The Israeli firm SodaStream, which has been a target of the Boycott, Divestment and Sanctions movement, is closing its West Bank factory — and anti-Israel activists claimed credit for forcing the move.
The company, which makes home soft drink machines, made the announcement about its Maale Adumim facility on Wednesday. It also said that its third quarter sales had dropped 9 percent.
SodaStream said that closing the West Bank factory would result in a $9 million savings in production costs. A second factory in the Galilee also will be closed.
CEO Daniel Birnbaum said in September that the decision to shut down the West Bank factory would be based solely on economics.
The operations from the two plants are slated to be relocated by the end of 2015 to a new facility in Lehavim, a Negev community near Beersheba in Israel’s South. The company will receive a government subsidy for its operations in the new plant. The Lehavim plant is expected to employ a significant number of Bedouin Arabs.
Birnbaum told The Associated Press that the company is working with the Israeli government to secure work permits for its Palestinian employees from the Maale Adumim factory so that they can work in the new plant.
The company also has a plant in Ashkelon and 20 others around the world. There are currently about 1,100 employees in the Maale Adumim plant, including 850 who are Arab-Israelis or Palestinians.
SodaStream was at the center of controversy following the signing of actress Scarlett Johansson as a spokeswoman and the ensuing furor over its West Bank factory. Johansson resigned as a global ambassador for Oxfam over her position with SodaStream.

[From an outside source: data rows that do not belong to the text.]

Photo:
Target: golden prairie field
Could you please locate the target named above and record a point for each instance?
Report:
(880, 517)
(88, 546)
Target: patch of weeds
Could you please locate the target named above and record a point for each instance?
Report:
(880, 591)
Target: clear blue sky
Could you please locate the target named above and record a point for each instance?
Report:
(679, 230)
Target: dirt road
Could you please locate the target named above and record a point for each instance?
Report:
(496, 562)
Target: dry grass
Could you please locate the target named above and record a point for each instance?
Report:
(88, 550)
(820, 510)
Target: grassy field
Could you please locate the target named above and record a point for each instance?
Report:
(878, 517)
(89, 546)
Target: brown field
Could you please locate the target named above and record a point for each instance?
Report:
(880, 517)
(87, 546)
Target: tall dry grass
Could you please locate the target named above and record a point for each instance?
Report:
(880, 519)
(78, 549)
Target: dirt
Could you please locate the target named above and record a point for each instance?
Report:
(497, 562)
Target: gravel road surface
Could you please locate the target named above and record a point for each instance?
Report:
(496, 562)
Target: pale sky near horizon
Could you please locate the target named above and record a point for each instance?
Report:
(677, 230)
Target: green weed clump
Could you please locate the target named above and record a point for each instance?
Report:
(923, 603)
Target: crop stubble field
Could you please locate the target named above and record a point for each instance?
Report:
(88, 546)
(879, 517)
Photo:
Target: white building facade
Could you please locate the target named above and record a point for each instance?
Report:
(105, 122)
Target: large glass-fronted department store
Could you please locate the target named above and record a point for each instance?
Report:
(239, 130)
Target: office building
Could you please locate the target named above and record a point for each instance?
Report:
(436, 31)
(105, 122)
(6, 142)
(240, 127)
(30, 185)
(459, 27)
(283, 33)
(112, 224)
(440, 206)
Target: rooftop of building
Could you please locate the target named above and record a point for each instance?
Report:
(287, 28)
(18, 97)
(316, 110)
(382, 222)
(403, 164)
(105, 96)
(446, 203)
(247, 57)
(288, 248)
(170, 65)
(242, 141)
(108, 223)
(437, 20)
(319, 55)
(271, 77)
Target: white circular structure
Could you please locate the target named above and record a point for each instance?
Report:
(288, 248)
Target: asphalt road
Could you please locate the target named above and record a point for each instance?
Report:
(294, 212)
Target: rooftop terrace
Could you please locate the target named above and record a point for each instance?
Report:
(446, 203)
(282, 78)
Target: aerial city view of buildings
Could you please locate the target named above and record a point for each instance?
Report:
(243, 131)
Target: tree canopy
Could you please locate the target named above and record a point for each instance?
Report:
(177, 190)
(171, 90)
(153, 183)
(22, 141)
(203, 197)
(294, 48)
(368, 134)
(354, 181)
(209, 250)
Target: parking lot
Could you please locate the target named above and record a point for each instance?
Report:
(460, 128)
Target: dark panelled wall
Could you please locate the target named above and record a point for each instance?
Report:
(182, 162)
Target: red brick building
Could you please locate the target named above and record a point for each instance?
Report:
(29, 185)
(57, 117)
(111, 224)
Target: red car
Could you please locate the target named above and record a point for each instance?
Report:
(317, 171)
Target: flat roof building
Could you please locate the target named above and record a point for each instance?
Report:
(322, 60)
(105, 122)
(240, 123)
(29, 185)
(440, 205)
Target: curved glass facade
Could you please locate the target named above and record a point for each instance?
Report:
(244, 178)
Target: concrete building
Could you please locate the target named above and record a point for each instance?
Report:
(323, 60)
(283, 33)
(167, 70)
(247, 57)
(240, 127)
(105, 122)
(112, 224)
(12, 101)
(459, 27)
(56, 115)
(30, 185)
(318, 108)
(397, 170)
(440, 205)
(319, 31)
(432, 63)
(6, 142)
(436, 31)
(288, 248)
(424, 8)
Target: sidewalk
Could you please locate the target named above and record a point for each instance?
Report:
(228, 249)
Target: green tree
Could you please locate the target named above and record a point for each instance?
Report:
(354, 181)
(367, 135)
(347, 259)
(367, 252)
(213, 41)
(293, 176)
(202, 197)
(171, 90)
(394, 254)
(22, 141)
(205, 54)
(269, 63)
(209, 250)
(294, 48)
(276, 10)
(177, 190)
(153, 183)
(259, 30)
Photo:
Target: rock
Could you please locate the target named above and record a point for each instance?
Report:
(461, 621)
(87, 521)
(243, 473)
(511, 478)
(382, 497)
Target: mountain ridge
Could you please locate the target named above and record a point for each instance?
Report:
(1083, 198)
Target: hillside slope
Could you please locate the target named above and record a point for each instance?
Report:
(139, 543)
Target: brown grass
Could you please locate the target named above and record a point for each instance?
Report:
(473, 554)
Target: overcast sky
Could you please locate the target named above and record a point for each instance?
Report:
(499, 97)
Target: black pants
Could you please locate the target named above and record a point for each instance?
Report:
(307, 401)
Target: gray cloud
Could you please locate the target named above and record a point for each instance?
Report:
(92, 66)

“We have witnessed a tremendous growth in boycott, divestment, and sanctions (BDS) efforts this year to pressure Israel to ends its denial of Palestinian rights,” Ramah Kudaimi of the US Campaign to End the Israeli Occupation, a national coalition of more than 400 groups, said in a statement. “Today’s news is just the latest sign that these global BDS campaigns are having an impact on changing the behavior of companies that profit from Israeli occupation and apartheid.”
Kudaimi said that SodaStream would remain a target of boycott efforts since its factory is close to Rahat, a planned township in the Negev desert for Bedouins, “thus still implicating the company in Israel’s displacement policies.”